P.s. I love your show.

P.p.s. Your book changed my life.

P.p.p.s. Follow me on twitter @jortsjortsjorts

Santa had no idea what he had just read, but he heard his wife calling him.

“Honey, lunch is ready,” Mrs. Claus called from the kitchen.

“Be there in a minute, just one more letter to read for now,” Santa called back.

He picked up the last letter of the bunch and began to read.

“A few weeks ago, my mommy and daddy took me to my first Florida Gators football game. They were playing a team called the Missouri Tigers. It was so much fun! There were so many people dressed in bright orange and blue clothes! People were cooking food and playing games everywhere. Lots of people were drinking out of brown bottles. I was thirsty but daddy said I had to wait until I was older to drink from the bottles.

My favorite part was that I got to take a picture with Albert and Alberta the alligators! I was a little scared of them, but they didn’t bite. Too hard.

I had fun, but lot of other people were sad or angry because the Gators didn’t win. The other team scored a lot more points. All the people yelled a lot of words that I hadn’t heard before. My daddy told me to cover my ears.

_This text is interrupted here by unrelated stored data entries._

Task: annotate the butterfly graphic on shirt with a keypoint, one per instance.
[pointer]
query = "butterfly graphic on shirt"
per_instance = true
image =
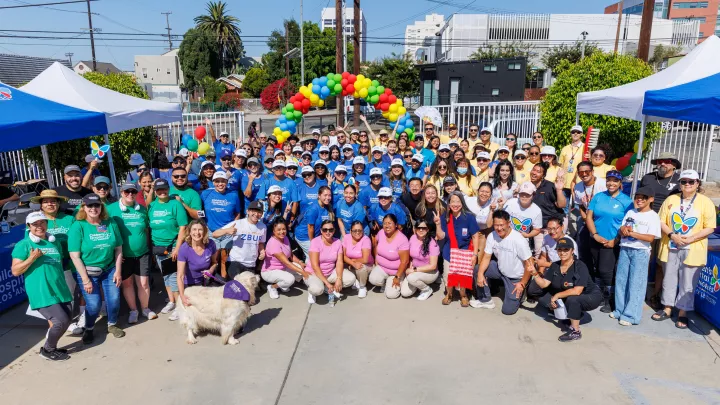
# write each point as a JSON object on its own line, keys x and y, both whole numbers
{"x": 683, "y": 226}
{"x": 521, "y": 225}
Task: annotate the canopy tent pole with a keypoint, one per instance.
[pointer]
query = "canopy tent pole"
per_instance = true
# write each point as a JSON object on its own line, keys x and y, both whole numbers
{"x": 638, "y": 160}
{"x": 112, "y": 167}
{"x": 48, "y": 170}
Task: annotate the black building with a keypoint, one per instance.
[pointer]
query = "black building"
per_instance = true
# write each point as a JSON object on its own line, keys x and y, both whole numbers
{"x": 472, "y": 81}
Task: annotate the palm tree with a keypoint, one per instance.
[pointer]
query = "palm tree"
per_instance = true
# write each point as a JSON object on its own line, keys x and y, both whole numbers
{"x": 224, "y": 28}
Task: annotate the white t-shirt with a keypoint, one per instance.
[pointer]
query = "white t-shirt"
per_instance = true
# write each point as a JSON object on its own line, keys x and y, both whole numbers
{"x": 583, "y": 194}
{"x": 510, "y": 253}
{"x": 246, "y": 241}
{"x": 480, "y": 213}
{"x": 647, "y": 223}
{"x": 523, "y": 219}
{"x": 550, "y": 248}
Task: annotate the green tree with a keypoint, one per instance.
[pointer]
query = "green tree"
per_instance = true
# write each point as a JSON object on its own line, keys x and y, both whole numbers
{"x": 397, "y": 73}
{"x": 597, "y": 72}
{"x": 256, "y": 79}
{"x": 123, "y": 144}
{"x": 571, "y": 53}
{"x": 198, "y": 57}
{"x": 224, "y": 28}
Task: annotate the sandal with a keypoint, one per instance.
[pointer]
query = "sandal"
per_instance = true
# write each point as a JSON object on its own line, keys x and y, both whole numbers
{"x": 660, "y": 316}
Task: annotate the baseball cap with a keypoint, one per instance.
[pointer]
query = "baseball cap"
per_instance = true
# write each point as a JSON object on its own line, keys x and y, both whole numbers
{"x": 527, "y": 188}
{"x": 385, "y": 192}
{"x": 35, "y": 216}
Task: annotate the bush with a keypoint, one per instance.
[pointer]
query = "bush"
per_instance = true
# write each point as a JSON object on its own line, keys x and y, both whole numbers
{"x": 597, "y": 72}
{"x": 123, "y": 144}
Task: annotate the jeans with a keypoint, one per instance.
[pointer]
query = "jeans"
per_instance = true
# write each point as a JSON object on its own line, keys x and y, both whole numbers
{"x": 93, "y": 300}
{"x": 631, "y": 284}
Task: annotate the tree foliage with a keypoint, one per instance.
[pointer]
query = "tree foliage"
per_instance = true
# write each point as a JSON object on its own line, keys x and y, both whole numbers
{"x": 256, "y": 79}
{"x": 397, "y": 73}
{"x": 226, "y": 33}
{"x": 198, "y": 56}
{"x": 571, "y": 53}
{"x": 596, "y": 72}
{"x": 123, "y": 144}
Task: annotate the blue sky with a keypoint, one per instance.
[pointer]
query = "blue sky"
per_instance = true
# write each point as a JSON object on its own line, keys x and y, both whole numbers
{"x": 257, "y": 19}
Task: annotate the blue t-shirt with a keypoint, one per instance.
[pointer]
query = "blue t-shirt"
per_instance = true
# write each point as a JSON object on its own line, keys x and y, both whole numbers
{"x": 220, "y": 209}
{"x": 608, "y": 212}
{"x": 313, "y": 216}
{"x": 377, "y": 213}
{"x": 465, "y": 227}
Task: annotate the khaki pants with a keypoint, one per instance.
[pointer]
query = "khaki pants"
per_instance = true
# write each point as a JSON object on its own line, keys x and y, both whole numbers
{"x": 316, "y": 287}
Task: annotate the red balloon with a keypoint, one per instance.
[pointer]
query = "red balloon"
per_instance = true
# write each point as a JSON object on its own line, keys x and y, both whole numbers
{"x": 200, "y": 132}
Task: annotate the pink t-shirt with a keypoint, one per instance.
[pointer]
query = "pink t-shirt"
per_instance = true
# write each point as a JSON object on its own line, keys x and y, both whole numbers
{"x": 328, "y": 255}
{"x": 388, "y": 252}
{"x": 354, "y": 250}
{"x": 273, "y": 247}
{"x": 416, "y": 251}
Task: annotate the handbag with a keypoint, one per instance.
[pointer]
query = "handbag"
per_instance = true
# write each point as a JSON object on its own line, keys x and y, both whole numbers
{"x": 460, "y": 269}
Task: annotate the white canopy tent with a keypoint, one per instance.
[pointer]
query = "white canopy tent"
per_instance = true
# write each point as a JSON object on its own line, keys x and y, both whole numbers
{"x": 122, "y": 112}
{"x": 626, "y": 101}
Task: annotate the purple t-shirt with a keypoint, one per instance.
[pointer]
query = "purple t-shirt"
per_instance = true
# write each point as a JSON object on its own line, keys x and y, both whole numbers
{"x": 195, "y": 263}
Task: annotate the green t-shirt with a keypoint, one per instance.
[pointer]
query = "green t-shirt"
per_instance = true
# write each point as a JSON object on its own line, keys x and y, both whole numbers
{"x": 189, "y": 197}
{"x": 96, "y": 243}
{"x": 44, "y": 280}
{"x": 165, "y": 221}
{"x": 133, "y": 226}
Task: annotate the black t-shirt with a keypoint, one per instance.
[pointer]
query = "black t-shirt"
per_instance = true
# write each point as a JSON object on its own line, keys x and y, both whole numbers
{"x": 663, "y": 187}
{"x": 545, "y": 198}
{"x": 577, "y": 276}
{"x": 74, "y": 198}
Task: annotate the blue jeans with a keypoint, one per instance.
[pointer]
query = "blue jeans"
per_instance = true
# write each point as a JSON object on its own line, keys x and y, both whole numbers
{"x": 93, "y": 301}
{"x": 631, "y": 284}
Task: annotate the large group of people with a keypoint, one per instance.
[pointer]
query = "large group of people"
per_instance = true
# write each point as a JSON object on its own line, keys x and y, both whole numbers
{"x": 361, "y": 210}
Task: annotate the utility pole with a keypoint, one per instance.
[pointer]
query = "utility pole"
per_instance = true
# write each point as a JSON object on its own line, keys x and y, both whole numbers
{"x": 356, "y": 57}
{"x": 339, "y": 34}
{"x": 646, "y": 30}
{"x": 92, "y": 37}
{"x": 617, "y": 34}
{"x": 167, "y": 18}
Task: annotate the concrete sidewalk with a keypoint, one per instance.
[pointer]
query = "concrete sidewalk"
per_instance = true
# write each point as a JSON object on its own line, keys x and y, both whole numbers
{"x": 372, "y": 350}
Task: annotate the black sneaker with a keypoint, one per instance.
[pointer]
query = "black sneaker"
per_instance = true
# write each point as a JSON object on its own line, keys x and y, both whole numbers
{"x": 55, "y": 355}
{"x": 88, "y": 336}
{"x": 571, "y": 335}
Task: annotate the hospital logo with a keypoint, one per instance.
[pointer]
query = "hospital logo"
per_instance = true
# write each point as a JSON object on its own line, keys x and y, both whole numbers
{"x": 5, "y": 93}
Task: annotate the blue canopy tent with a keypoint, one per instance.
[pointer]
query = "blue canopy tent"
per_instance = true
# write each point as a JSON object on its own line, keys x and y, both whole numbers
{"x": 697, "y": 101}
{"x": 27, "y": 121}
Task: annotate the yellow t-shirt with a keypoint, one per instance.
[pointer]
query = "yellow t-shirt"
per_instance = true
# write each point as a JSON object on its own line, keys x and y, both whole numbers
{"x": 700, "y": 215}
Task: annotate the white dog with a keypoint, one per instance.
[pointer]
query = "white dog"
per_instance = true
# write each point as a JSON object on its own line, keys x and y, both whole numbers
{"x": 209, "y": 311}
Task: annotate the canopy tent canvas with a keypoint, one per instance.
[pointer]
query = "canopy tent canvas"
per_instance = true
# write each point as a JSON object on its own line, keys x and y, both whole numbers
{"x": 697, "y": 101}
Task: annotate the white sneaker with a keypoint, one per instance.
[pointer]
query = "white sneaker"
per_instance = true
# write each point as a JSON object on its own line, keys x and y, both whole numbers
{"x": 169, "y": 307}
{"x": 425, "y": 294}
{"x": 132, "y": 318}
{"x": 149, "y": 314}
{"x": 272, "y": 292}
{"x": 479, "y": 304}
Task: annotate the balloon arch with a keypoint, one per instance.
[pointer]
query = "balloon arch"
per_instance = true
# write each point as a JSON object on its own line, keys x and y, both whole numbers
{"x": 343, "y": 84}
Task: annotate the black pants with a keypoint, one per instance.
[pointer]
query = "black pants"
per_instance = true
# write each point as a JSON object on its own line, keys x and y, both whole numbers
{"x": 576, "y": 305}
{"x": 604, "y": 261}
{"x": 59, "y": 315}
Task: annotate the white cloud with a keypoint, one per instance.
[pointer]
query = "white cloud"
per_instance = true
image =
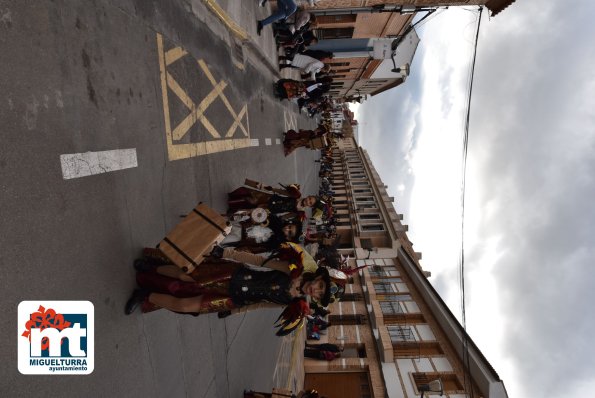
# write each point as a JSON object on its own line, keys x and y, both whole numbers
{"x": 530, "y": 222}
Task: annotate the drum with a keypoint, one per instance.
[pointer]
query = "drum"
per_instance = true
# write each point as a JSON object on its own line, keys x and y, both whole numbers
{"x": 259, "y": 215}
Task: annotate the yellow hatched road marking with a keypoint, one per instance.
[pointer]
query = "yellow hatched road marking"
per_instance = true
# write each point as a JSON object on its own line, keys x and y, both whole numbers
{"x": 174, "y": 54}
{"x": 209, "y": 75}
{"x": 197, "y": 112}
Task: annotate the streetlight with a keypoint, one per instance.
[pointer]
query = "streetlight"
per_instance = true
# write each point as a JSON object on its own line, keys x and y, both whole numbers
{"x": 404, "y": 69}
{"x": 433, "y": 386}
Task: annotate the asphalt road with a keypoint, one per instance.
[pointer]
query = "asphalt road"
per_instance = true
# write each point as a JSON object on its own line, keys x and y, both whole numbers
{"x": 79, "y": 77}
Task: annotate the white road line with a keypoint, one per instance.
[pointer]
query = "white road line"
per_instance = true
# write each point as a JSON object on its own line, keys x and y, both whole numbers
{"x": 75, "y": 165}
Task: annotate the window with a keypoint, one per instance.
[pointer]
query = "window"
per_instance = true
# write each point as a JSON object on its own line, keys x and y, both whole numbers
{"x": 347, "y": 319}
{"x": 354, "y": 351}
{"x": 329, "y": 19}
{"x": 400, "y": 333}
{"x": 352, "y": 297}
{"x": 391, "y": 280}
{"x": 366, "y": 206}
{"x": 450, "y": 381}
{"x": 390, "y": 307}
{"x": 381, "y": 287}
{"x": 335, "y": 33}
{"x": 369, "y": 216}
{"x": 372, "y": 227}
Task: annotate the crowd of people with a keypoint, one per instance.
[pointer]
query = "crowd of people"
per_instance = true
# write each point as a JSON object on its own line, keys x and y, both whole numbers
{"x": 295, "y": 37}
{"x": 282, "y": 248}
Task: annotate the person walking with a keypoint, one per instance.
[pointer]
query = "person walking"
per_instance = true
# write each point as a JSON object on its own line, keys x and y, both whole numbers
{"x": 307, "y": 64}
{"x": 284, "y": 9}
{"x": 233, "y": 282}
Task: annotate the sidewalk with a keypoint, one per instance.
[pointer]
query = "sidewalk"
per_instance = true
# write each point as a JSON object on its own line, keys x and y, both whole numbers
{"x": 239, "y": 21}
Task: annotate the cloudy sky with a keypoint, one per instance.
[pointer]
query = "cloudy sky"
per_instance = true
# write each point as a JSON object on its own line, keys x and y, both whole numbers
{"x": 530, "y": 194}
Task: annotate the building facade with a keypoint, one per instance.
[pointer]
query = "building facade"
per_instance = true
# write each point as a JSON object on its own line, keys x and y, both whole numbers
{"x": 355, "y": 30}
{"x": 397, "y": 333}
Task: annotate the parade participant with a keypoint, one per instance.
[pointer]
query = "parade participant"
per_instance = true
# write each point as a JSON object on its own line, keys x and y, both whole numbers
{"x": 307, "y": 64}
{"x": 293, "y": 140}
{"x": 275, "y": 201}
{"x": 284, "y": 9}
{"x": 259, "y": 238}
{"x": 289, "y": 89}
{"x": 289, "y": 278}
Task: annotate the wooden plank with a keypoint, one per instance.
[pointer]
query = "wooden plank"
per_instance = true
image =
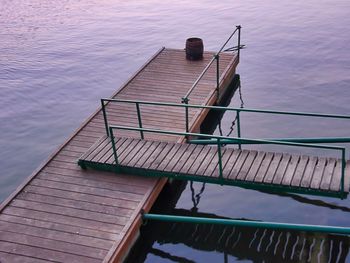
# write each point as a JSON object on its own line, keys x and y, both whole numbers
{"x": 87, "y": 190}
{"x": 15, "y": 258}
{"x": 85, "y": 206}
{"x": 299, "y": 172}
{"x": 56, "y": 235}
{"x": 263, "y": 167}
{"x": 277, "y": 157}
{"x": 95, "y": 145}
{"x": 42, "y": 254}
{"x": 198, "y": 161}
{"x": 143, "y": 161}
{"x": 54, "y": 245}
{"x": 310, "y": 168}
{"x": 99, "y": 153}
{"x": 327, "y": 174}
{"x": 336, "y": 178}
{"x": 85, "y": 234}
{"x": 212, "y": 154}
{"x": 238, "y": 165}
{"x": 185, "y": 157}
{"x": 175, "y": 159}
{"x": 289, "y": 174}
{"x": 282, "y": 167}
{"x": 69, "y": 211}
{"x": 195, "y": 154}
{"x": 230, "y": 163}
{"x": 161, "y": 156}
{"x": 132, "y": 159}
{"x": 123, "y": 148}
{"x": 318, "y": 173}
{"x": 225, "y": 158}
{"x": 214, "y": 165}
{"x": 255, "y": 166}
{"x": 107, "y": 152}
{"x": 135, "y": 150}
{"x": 63, "y": 219}
{"x": 94, "y": 199}
{"x": 157, "y": 151}
{"x": 247, "y": 165}
{"x": 129, "y": 150}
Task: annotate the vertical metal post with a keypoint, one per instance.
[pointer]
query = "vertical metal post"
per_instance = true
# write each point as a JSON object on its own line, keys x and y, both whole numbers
{"x": 217, "y": 57}
{"x": 239, "y": 128}
{"x": 113, "y": 145}
{"x": 104, "y": 116}
{"x": 239, "y": 41}
{"x": 220, "y": 158}
{"x": 342, "y": 169}
{"x": 139, "y": 118}
{"x": 186, "y": 100}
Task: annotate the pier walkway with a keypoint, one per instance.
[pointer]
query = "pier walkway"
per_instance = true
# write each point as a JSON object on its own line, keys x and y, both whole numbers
{"x": 220, "y": 165}
{"x": 62, "y": 213}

I got really sad when all the people started yelling bad things about our players. They even cheered when one of the players got hurt! Daddy said the quarterback wasn’t playing well and they wanted someone else to play.

Then a lot of people started yelling to fire the coach.

This made me kind of scared. Mommy told me that getting fired means you don’t have a job anymore. The daddy of a friend I had at daycare got fired from his work so they had to move away. They didn’t have enough money to stay living here.

Getting fired sounds like it’s a very bad thing. A few days ago, I heard my dad say that the coach did get fired. I don’t know why so many people would want a bad thing to happen to a person and his family.

Santa, for Christmas I want people to be nicer to other people, even if they’re not doing their job so well. Someone might be playing bad or coaching bad, but no one should be happy when a person gets hurt or tell someone they should lose their job.

If fans are supposed to cheer, then doesn’t booing their own team mean they’re not doing good at their job either?

Santa, in one of the songs everybody sang at the game, they said they all stuck together in all kinds of weather. For Christmas, I want people to start doing that again! Thank you Santa!”

Your friend,

Emily

Santa finished the letter and sat thoughtfully for a bit before tucking the letter into his pocket. Sometimes it took the perspective and innocence of a child to serve as a reminder about what is important in life.

He shuffled straight past the kitchen towards his workshop, already envisioning the work that lay ahead.

“Gator fans are going to need a bigger tree,” he thought to himself.